One thing to keep in mind is that some people may be giving to other organizations. I get frustrated at being asked all the time... so I think we should give when we can...and not worry about what others are doing...
I get frustrated too, when people don't give to a cause that's important to me... But often when I talk to them - it turns out they're already giving to something that's important to them! We have to realize that we all give to different things, at different times, and in different ways. Sometimes it's really hard for me to give money - so I donate time... I know I have to be careful not to judge others and what I perceive as a lack of giving - oftentimes, it turns out, they're secretly the most generous people I know (I just didn't know it!).
B: I realize people give in other places and ways and tried to acknowledge that in my post. What bothers me is the huge inequities. I guess I'm feeling globally discouraged. There are ways to solve the poverty problems on earth. There are ways to keep girls out of trafficking and prostitution. There are ways to make sure everyone has clean drinking water. When I think about this globally, and the problems just seem so long-lasting and insurmountable, it is VERY discouraging, so I DO worry about it. If people can't even band together to help in the local community, how can we hope to tackle the bigger problems? I know I am unaware of where and how people give, and I know I can't and shouldn't be judgmental of what I may correctly or incorrectly perceive... for some reason today I'm feeling discouraged on a wide scale, and the breaking point for me was discovering that only 3 out of over 70 people donated to our community campaign. To me that is a very sad number.

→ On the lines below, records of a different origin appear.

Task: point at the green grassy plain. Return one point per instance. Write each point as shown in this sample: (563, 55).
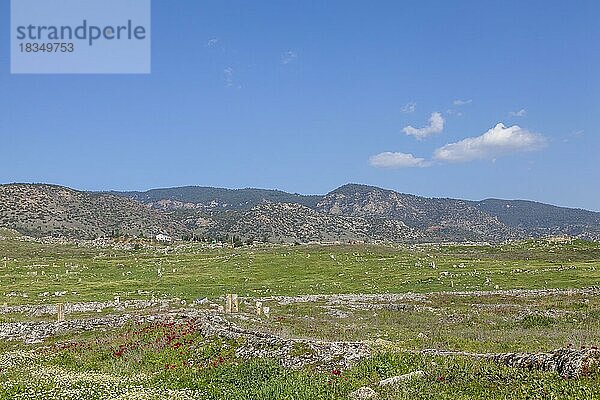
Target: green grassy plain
(94, 365)
(34, 273)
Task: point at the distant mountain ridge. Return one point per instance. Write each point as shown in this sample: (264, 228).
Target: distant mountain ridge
(351, 212)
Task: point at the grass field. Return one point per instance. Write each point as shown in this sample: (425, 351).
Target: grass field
(156, 360)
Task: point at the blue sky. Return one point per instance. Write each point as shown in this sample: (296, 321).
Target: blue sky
(306, 96)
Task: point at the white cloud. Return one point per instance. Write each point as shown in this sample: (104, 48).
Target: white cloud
(459, 102)
(436, 125)
(288, 57)
(521, 113)
(409, 108)
(497, 141)
(397, 160)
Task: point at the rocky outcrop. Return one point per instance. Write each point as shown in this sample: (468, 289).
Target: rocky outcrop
(567, 362)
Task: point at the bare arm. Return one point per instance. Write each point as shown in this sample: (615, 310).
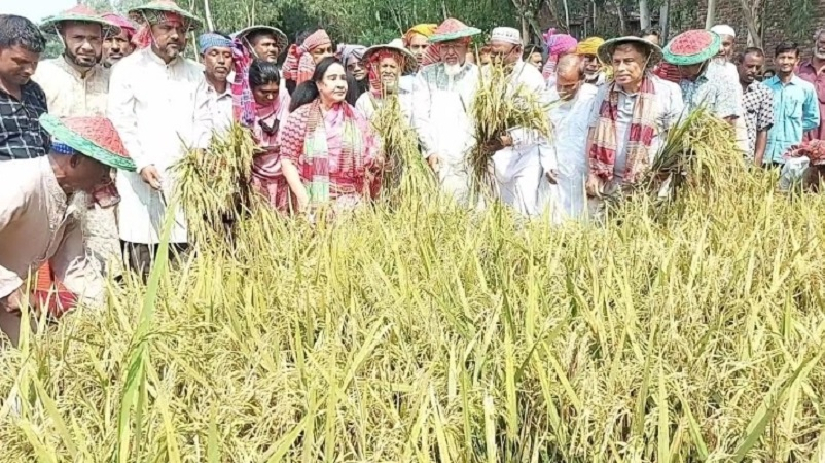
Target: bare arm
(293, 179)
(759, 148)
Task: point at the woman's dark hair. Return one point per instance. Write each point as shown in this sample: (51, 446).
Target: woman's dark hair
(307, 92)
(262, 73)
(528, 51)
(356, 88)
(651, 31)
(17, 30)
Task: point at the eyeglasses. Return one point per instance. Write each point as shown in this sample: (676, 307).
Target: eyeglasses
(452, 47)
(270, 130)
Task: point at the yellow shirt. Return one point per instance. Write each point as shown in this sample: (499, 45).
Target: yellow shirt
(70, 94)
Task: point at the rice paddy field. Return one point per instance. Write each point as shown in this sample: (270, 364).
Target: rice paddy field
(423, 332)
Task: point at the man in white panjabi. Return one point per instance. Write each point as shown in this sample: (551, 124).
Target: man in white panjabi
(523, 163)
(723, 60)
(443, 93)
(216, 52)
(77, 84)
(159, 103)
(570, 109)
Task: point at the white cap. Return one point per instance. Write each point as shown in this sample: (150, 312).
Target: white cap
(506, 34)
(723, 30)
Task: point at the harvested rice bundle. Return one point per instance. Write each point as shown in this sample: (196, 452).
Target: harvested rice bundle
(701, 152)
(214, 184)
(499, 106)
(405, 173)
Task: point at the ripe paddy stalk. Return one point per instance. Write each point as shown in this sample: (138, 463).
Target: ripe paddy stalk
(460, 335)
(500, 105)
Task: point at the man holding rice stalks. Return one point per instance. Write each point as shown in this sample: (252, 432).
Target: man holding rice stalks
(630, 119)
(442, 95)
(702, 84)
(159, 104)
(723, 59)
(38, 223)
(523, 161)
(77, 84)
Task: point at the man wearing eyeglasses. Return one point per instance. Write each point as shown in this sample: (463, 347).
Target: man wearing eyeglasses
(523, 160)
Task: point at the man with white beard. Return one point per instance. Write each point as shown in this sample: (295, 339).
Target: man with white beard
(812, 71)
(723, 60)
(523, 159)
(159, 104)
(443, 92)
(572, 103)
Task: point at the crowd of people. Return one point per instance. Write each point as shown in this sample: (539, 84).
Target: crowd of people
(88, 139)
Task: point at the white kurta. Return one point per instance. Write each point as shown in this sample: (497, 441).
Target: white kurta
(70, 94)
(160, 110)
(220, 108)
(520, 169)
(570, 121)
(441, 117)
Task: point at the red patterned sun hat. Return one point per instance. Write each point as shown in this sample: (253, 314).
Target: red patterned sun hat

We can make a difference on a personal level, and sometimes that comforts me, and I feel that I'm helping as I can. Sometimes, though, the enormity weighs me down, and I feel discouraged. If we all were helping as much as we can and should, the problems would not be as enormous as they are.
Carol I agree... don't get me wrong...I think it makes me sad when I can't give money and people expect me too...I try to volunteer when I can too...
I suspect many people do not give out of fear - fear of job loss, fear of the loss of health insurance benefits, fear of serious illness, and/or fear of "fill in the blank."
Then there are the twin issues of "me first" and "selfishness" that cross all economic and cultural boundaries. Sad but true.
I give and will continue to do what I can. Could I do more? Maybe, depending on the timing and other factors. But I am definitely doing something.
No good answers to the larger problem ...
I agree with you about giving. What really burns me up is that some expect to be given to. My DIL is in charge of the Angel tree at her school and she has parents calling since October wanting to know what their kids are going to get. She reorganized it this year and is giving more useful items.
I guess I just do what I can...I believe that you CAN fight poverty or injustice or most any problem one child or one person at a time. I've raised my kids to know that we are not here to please ourselves, we are here to offer our talents, our gifts, our time, money, home etc to those less fortunate. When I get down or discouraged I count my blessings...I mean I really do...I name them out loud. And then I find I have more to give.